Передняя комната справа от входа в дом Чапинов была столовой, соединенной распашной дверью с буфетной и кухней. В той же части дома из коридора можно было попасть в уборную, и из того же коридора вела наверх парадная лестница. Передняя комната слева от входа была гостиной, а позади нее – комната, которую Эдит называла библиотекой или кабинетом, а прежде, до ее замужества, ее называли задней гостиной комнатой (на сигнальном щитке в буфетной она так и значилась: «ЗГК»). Входивших в дом гостей приветствовала горничная Мэри.

– Господа, пожалуйста, отнесите свои пальто и шляпы наверх, в комнату справа, а дамы – наверх, в комнату слева.

Мэри повторяла это раз за разом и нараспев. Гости следовали ее указаниям, задерживаясь наверху в ожидании своей очереди в туалетную комнату. Стюард Отто и два официанта из клуба «Гиббсвилль» ловко раздавали напитки: у одних они спрашивали, какие именно напитки они предпочитают, вкусы других им и так были известны. В столовой на широком расставленном столе у всех на виду была разложена подогреваемая спиртовыми горелками еда, а сбоку на столике красовался огромный кофейник и чашки. Ингредиенты напитков не были выставлены на всеобщее обозрение, а находились на кухне.

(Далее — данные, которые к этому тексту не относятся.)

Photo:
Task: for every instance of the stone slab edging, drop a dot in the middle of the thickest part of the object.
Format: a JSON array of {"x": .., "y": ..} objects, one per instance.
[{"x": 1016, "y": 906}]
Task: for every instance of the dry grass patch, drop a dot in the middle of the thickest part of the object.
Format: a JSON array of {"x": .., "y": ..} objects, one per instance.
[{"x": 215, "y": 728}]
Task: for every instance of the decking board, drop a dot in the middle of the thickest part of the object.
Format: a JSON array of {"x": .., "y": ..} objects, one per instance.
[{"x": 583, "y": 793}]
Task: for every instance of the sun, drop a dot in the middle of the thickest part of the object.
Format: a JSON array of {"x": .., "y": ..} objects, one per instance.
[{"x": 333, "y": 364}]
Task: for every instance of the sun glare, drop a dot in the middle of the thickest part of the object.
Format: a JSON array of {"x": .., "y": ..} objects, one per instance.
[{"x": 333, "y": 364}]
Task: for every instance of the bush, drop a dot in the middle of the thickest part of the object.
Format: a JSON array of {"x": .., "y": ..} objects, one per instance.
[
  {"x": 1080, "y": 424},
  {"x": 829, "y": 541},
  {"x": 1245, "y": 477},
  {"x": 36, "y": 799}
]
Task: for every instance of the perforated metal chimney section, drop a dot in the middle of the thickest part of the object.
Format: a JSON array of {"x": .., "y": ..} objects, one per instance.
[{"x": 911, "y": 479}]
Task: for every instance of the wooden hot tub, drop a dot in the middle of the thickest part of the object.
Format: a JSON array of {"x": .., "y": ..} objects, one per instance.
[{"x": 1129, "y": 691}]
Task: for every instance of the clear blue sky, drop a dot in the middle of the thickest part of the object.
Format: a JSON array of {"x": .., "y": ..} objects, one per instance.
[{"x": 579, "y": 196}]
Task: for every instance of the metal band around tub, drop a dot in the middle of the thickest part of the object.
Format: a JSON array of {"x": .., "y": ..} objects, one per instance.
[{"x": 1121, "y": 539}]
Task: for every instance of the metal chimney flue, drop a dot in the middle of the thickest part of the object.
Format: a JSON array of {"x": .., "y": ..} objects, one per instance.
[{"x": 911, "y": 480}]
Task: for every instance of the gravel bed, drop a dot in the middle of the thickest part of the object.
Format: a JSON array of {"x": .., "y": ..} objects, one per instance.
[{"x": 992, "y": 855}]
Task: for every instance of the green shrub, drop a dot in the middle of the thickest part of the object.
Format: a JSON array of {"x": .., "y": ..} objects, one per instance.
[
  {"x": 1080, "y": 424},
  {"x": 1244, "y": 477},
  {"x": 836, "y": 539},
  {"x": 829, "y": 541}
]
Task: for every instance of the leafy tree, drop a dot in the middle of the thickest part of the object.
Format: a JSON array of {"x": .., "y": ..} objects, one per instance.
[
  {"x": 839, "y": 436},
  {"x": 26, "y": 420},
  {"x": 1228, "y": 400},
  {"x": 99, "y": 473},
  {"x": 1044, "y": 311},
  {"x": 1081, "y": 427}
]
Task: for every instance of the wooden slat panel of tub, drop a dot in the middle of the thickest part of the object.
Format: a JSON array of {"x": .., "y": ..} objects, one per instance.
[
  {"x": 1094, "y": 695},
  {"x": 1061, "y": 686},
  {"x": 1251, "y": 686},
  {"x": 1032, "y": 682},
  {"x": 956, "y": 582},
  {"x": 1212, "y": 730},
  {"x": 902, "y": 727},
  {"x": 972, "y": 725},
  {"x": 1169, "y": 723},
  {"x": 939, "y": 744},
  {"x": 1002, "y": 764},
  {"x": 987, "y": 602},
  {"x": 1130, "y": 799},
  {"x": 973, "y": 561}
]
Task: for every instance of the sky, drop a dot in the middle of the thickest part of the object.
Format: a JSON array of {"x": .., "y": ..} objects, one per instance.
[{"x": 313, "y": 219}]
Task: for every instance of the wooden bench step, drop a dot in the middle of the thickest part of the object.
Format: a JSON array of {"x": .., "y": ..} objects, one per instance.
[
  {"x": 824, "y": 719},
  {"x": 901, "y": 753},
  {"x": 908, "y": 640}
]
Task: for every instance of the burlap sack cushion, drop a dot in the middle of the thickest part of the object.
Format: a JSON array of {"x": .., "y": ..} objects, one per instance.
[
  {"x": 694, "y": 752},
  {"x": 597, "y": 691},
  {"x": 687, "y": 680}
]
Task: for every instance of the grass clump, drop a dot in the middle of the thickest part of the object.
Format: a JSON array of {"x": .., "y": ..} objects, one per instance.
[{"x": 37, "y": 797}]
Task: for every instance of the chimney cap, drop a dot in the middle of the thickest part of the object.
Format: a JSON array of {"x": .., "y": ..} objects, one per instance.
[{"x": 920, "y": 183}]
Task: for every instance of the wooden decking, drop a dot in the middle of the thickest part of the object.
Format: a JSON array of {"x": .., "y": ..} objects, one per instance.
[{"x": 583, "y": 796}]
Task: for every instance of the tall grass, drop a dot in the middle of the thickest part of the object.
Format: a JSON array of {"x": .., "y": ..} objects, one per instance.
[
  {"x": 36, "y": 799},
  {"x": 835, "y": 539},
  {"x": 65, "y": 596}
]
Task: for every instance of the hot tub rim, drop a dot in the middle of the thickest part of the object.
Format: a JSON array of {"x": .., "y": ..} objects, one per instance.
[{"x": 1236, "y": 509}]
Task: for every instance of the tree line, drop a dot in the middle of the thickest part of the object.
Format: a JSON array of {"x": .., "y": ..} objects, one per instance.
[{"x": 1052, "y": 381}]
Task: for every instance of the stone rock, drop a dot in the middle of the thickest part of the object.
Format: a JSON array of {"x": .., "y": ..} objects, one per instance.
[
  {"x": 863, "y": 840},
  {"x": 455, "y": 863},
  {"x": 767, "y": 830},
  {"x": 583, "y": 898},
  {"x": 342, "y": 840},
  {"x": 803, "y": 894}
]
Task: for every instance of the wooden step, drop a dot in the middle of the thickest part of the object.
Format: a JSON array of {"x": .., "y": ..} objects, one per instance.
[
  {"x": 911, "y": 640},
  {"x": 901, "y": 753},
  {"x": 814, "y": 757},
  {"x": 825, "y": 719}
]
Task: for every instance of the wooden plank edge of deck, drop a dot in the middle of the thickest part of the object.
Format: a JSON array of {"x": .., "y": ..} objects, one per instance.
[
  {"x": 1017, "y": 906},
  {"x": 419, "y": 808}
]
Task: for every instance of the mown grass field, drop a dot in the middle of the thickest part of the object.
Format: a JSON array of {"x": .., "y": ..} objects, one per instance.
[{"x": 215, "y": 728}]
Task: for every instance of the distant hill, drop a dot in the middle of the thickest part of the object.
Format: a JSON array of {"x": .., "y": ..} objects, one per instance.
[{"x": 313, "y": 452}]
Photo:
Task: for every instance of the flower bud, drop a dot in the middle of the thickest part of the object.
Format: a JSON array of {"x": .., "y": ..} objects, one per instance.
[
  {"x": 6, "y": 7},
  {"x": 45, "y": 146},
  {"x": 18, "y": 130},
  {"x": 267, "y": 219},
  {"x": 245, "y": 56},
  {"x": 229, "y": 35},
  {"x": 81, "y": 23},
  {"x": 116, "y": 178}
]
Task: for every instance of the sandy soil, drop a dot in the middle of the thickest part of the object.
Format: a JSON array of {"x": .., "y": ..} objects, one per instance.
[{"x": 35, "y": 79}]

Самый большой спрос, как Отто и предполагал, был на виски со льдом, а у женщин – на сухой мартини. Адмирал заказал – и получил – бренди с имбирным элем, Алик Уикс попросил шотландское виски с минеральной водой безо льда, и ему тоже принесли то, что он просил. Заказы всех остальных были предсказуемы и непритязательны, как и ожидал сверхрасторопный Отто.

Те, кто пришел первым, получили свои напитки и, не заходя в столовую, присели, чтобы отдохнуть, поддержать вежливую беседу на постороннюю тему и сердечно, мелодичным голосом поприветствовать приятелей (которых они в последний раз видели не более получаса назад). Никто не хотел первым набрасываться на еду, однако позднее, когда народу существенно прибавилось, в столовой неожиданно началось столпотворение и благонравная сумятица. Мужчины вскоре оставили тщетные попытки ухаживать за дамами и приносить им еду, так как женщины сами решительно ринулись за едой и, так или иначе, поели первыми. В дом было приглашено немногим больше шестидесяти человек, а еды приготовили на восемьдесят. В разгар ленча официанты обслужили семьдесят одного человека, включая тех, кто заказал лишь сухое печенье и стакан молока. Около двадцати гостей приняли таблетки перед едой, и несколько меньше – после еды. Приглашенные на ленч были не из тех, кто сидит на полу (не говоря уже о том, что в данном случае это было бы просто неприлично), и потому почти половина мужчин остались стоять. Гости не угощали друг друга сигарами, но не успело большинство из них закончить еду, как сигары вдруг появились на столах. Время между сервировкой первого блюда и последнего не превысило часа; от десерта же – мороженого, яблочного пирога или того и другого вместе – почти все отказались, и некоторое число гостей ушло, не выпив кофе, потому что он не был фирмы «Санка», – деталь, упущенная смущенным Отто и ничего не ведавшей Эдит.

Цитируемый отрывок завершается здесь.